I studied Ibsen’s A Doll’s House numerous times in college but I’d never had the chance to see it onstage. I loved the history of play – being forced to adopt an alternate ending for the first few decades because the idea of a wife leaving her husband and children was so unbelievable – and I appreciated the themes even more now as an adult.
Since it’d been a while since I’d read the play I’d forgotten what a crazy person Nora, the protagonist, is. She’s materialistic, loves money, and counts hers daily. She’s just fine with being called a little bird, a sparrow, etc. by her husband and taking care of his children when her nanny isn’t around. A childhood friend of Nora’s, Christine, makes a surprise visit in desperate times. As the play progresses and there’s a chance that an old secret could come out to her husband (Torvald) that would ruin Nora in his eyes forever, she grows a thicken skin. In her eyes she was doing what she had to in order to keep her husband alive and in the process she’d committed fraud. As the long-time secret is finally revealed, Torvald says he’ll forgive her and calls her his child. This is where she breaks and decides to leave him and be on her own.

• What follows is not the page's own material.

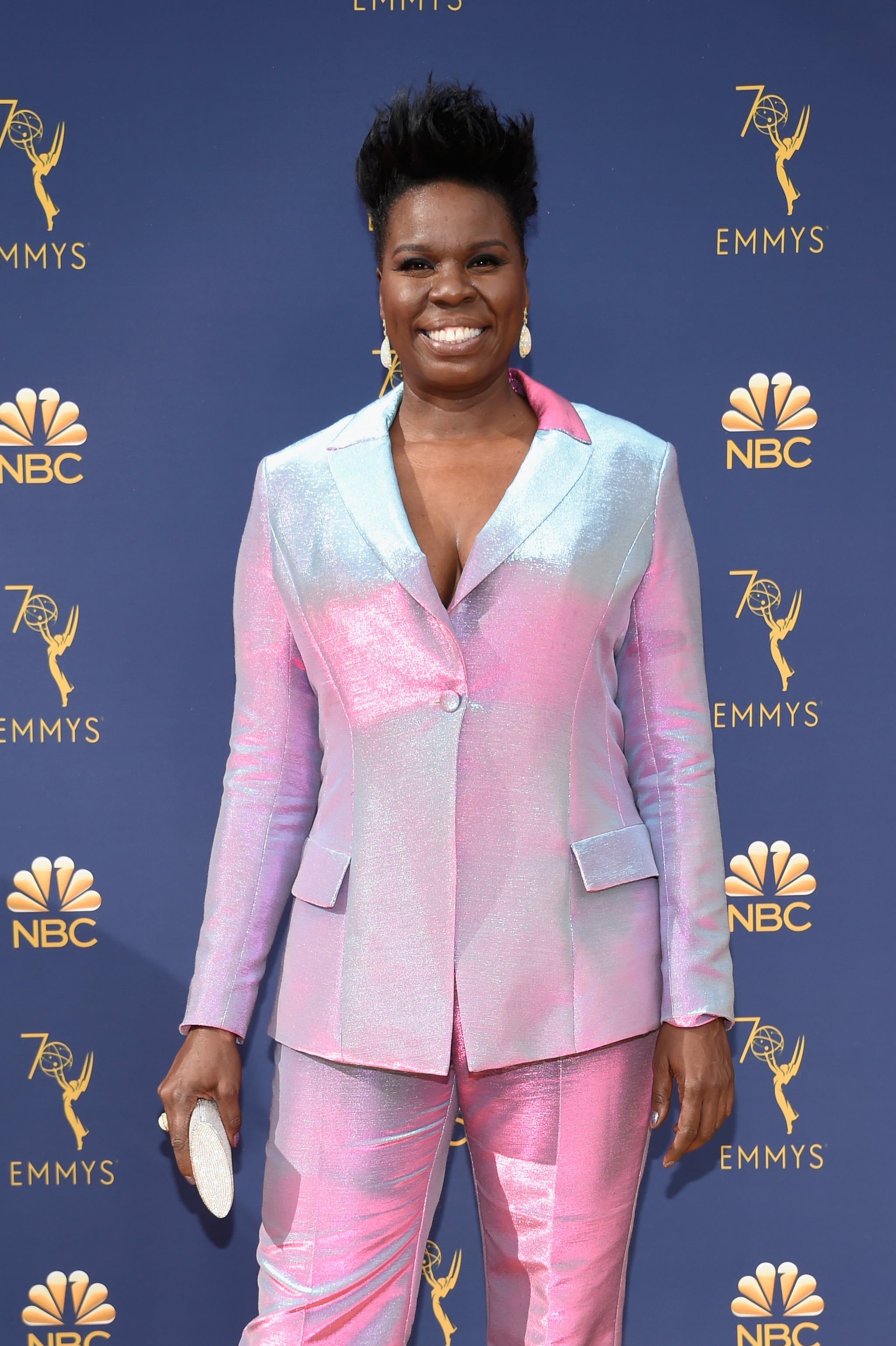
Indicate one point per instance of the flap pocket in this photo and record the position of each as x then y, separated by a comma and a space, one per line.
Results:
321, 874
614, 858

Like Machinal, she needed to get out of her life and be on her own. If that meant deserting her family, the unthinkable in those days, then so be it. It was so brilliant to see a woman coming into her own and asserting her right to put herself before her family. I’m assuming this was very uncommon during this time period (as it’s still uncommon sometimes presently, which is so, so sad).
This transfer from London’s Young Vic is exquisite. The set (another rotating set! this time by Ian MacNeil) is perfect. You see the rooms and hallways of this tiny apartment as it spins and makes the scene changes incredibly quick. The lighting (by Guy Hoare) is moving as well.
But the best part of this production? Mabel Clements as Nora. She was outstanding. Her transformation from a man’s little bird to her own independent human was precise and most importantly believable. She was fantastic and I hope she does more theatre in New York.
The cast was pretty fantastic all around, all were on the same page, and included Simon Desborough, Nick Fletcher, Leda Hodgson, Caroline Martin, Hattie Morahan, Dominic Rowan, and Steve Toussaint. There were also two children, and one tiny baby who makes an appearance for about 60 seconds (I wonder if he/she is getting equity minimum for that!).
BAM’s production of A Doll’s House is perfection in every way. Go see it now.
And thanks to David for taking me along!